Murat and Danton and Robespierre, who helped shift the control of
France
from the moldy aristocrats to the stuffy, centime-pinching
shopkeepers. Lenin and Trotzky who gave to the illiterate Russian
peasants the privileges of punching a time clock and of being as
learned, gay, and dignified as the factory hands in Detroit; and
Lenin’s man, Borodin, who extended this boon to China. And that
William Randolph Hearst who in 1898 was the Lenin of Cuba and
switched the mastery
of the golden isle from the cruel Spaniards to
the peaceful, unarmed, brotherly-loving Cuban politicians of today.

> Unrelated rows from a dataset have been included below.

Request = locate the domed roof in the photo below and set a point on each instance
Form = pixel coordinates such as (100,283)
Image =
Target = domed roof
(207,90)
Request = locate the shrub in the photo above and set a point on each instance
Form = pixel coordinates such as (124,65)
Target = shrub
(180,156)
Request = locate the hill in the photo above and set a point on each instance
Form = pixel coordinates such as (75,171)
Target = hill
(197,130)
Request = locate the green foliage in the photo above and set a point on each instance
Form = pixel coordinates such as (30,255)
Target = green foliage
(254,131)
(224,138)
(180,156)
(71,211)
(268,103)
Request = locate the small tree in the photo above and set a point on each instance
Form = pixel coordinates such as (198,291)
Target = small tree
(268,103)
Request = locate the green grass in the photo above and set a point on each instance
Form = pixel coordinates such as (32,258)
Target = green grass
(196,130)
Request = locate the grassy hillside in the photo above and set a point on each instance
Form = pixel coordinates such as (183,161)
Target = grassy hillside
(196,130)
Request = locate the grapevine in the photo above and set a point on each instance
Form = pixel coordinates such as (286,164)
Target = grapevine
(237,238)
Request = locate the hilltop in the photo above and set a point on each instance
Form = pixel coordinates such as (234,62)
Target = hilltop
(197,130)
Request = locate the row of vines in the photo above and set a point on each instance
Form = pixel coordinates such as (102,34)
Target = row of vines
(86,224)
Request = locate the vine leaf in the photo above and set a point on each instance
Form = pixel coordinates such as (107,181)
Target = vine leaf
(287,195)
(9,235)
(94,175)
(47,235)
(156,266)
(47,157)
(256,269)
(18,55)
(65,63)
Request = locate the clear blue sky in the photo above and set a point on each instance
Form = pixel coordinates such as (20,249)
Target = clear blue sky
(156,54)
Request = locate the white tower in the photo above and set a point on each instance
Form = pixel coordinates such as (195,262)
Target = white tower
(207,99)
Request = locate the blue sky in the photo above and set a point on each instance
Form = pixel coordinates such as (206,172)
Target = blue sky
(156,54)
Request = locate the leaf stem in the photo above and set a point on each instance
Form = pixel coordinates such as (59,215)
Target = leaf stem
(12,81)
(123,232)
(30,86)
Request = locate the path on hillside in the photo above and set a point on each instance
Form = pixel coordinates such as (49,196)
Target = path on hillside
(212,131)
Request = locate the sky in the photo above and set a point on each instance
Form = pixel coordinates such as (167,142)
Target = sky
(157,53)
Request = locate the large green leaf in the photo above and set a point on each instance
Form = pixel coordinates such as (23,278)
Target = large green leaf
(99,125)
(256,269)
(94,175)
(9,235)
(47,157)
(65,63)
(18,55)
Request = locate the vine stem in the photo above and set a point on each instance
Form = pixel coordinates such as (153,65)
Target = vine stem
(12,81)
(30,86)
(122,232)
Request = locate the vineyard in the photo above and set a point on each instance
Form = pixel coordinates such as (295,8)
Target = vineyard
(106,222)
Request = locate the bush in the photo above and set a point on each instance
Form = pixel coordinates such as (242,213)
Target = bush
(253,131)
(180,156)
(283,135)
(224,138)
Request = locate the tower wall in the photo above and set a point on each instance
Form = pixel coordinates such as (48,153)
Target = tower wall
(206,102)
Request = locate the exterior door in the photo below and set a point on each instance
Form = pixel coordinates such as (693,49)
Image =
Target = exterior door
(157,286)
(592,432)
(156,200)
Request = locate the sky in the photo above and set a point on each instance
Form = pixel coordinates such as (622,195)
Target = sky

The American Moses, Dowie, and his theocracy at Zion City,
Illinois, where the only results of the direct leadership of God—as directed and encouraged by Mr. Dowie and by his even more
spirited successor, Mr. Voliva—were that the holy denizens were
deprived of oysters and cigarettes
and cursing, and died without
the aid of doctors instead of with it, and that the stretch of road
through Zion City incessantly caused the breakage of springs on the
cars of citizens from Evanston, Wilmette, and Winnetka, which may
or not have been a desirable Good Deed.

Cecil Rhodes, his vision of making South Africa a British paradise,
and the actuality of making it a graveyard for British
soldiers.

All the Utopias—Brook Farm, Robert Owen’s sanctuary of chatter,
Upton Sinclair’s Helicon Hall—and their regulation end in scandal,
feuds, poverty, griminess, disillusion.

All the leaders of Prohibition, so certain that their cause was
world-regenerating that for it they were willing to shoot down
violators.

It seemed to Doremus that the only rabble-rouser to build
permanently had
been Brigham Young, with his bearded Mormon
captains, who not only turned the Utah desert into an Eden but made
it pay and kept it up.

Pondered Doremus: Blessed be they who are not Patriots and
Idealists, and who do not feel they must dash right in and Do
Something About It, something so immediately important that all
doubters must be liquidated—tortured—slaughtered! Good old
murder, that since
the slaying of Abel by Cain has always been the
new device by which all oligarchies and dictators have, for all
future ages to come, removed opposition!

In this acid mood Doremus doubted the efficacy of all revolutions;
dared even a little to doubt our two American revolutions—against
England in 1776, and the Civil War.

For a New England editor to contemplate even the smallest criticism
of
these wars was what it would have been for a Southern Baptist
fundamentalist preacher to question Immortality, the Inspiration of
the Bible, and the ethical value of shouting Hallelujah. Yet had
it, Doremus queried nervously, been necessary to have four years of
inconceivably murderous Civil War, followed by twenty years of
commercial oppression of the South, in order to preserve the Union,
free
the slaves, and establish the equality of Industry with
Agriculture? Had it been just to the Negroes themselves to
throw them so suddenly, with so little preparation, into full
citizenship, that the Southern states, in what they considered
self-defense, disqualified them at the polls and lynched them and
lashed them? Could they not, as Lincoln at first desired and
planned, have been freed without
the vote, then gradually and
competently educated, under federal guardianship, so that by 1890
they might, without too much enmity, have been able to enter fully
into all the activities of the land?

A generation and a half (Doremus meditated) of the sturdiest and
most gallant killed or crippled in the Civil War or, perhaps worst
of all, becoming garrulous professional heroes and satellites of
the politicians who in return for their solid vote made all lazy
jobs safe for the G.A.R. The most valorous, it was they who
suffered the most, for while the John D. Rockefellers, the J. P.
Morgans, the Vanderbilts, Astors, Goulds, and all their nimble
financial comrades of the South, did not enlist, but stayed in the
warm, dry counting-house, drawing the fortune of the country into
their webs,
it was Jeb Stuart, Stonewall Jackson, Nathaniel Lyon,
Pat Cleburne, and the knightly James B. McPherson who were
killed … and with them Abraham Lincoln.